We follow the same idea when cooking outdoors. A vinyl tablecloth on the picnic table becomes our outdoor kitchen counter with the induction burner and tabletop oven set to one side. I usually prep the ingredients inside and then stage all the utensils and ingredients on a tray covered with a dish towel to keep bugs out of the food. As Jim finishes cooking each item, I move the cooked items inside or put them in the tabletop oven to keep them warm.
One of the critical parts to making the small kitchen work is to clean as you go. There’s no room for piles of dirty mixing bowls or pots. So, as each stage of prep or cooking is completed, I clear the counter and get it ready for the next stage. I keep a small pot of soapy water in the sink to clean utensils and bowls. That way the sink and drain are still accessible for washing hands or draining vegetables.
Keep trash out of the way by hanging a trash bag under the “flip-up” counter extension found in many small-RV kitchens and use a scrap bowl on the countertop to minimize the mess. A dish towel can find a handy spot on a hook next to the sink and the paper towels are well situated on a wall mounted holder. At the end of the cleanup, give the kitchen surfaces a quick cleaning with sanitizing wipes.
The great part of clean-as-you-go means there isn’t a huge mess to deal with after the meal. A few plates and utensils to wash up and the kitchen is tidy! To keep your RV smelling good, do the frying outdoors to keep cooking odors out of the living space and take out kitchen trash daily.
Make Time To Cook
If you prefer going out to eat while traveling, make time for a least a little creative culinary adventure. Cooking a new recipe together can transform a meal into an event to remember – either wonderful – or hysterical in retrospect! Your RV kitchen is up to the task, and we’ve found there’s no better souvenir of our travels than a recipe from the areas we’ve visited. Every time we prepare that recipe, we get to re-experience the whole trip!
RV Kitchen Checklist
- Consider all surfaces when looking for prep and staging space – think outside the kitchen.
- Set up your work area with everything you need before you start cooking.

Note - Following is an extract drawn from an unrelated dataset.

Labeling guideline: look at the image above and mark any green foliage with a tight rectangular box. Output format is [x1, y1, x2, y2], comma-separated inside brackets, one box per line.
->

Keep utensils, cooking equipment, knives and mixing bowls within easy reach.
- Choose your convenience appliances wisely and make sure you have a secure storage spot for every appliance.
- Think of grocery shopping as part of the travel experience. Buy local and just bring along the basics.
- Work like a sous chef and prepare all the ingredients before you begin the cooking.
- If your recipe calls for frying, set up a burner outside to keep odors and grease out of the RV.
- Clean as you go. It will make the rest of the evening so much more pleasant!
- “Bling” up your small-RV kitchen: add wall-mounted or cabinet mounted items like paper towel holders, magnetic knife strips, and a tablet holder for your e-recipes.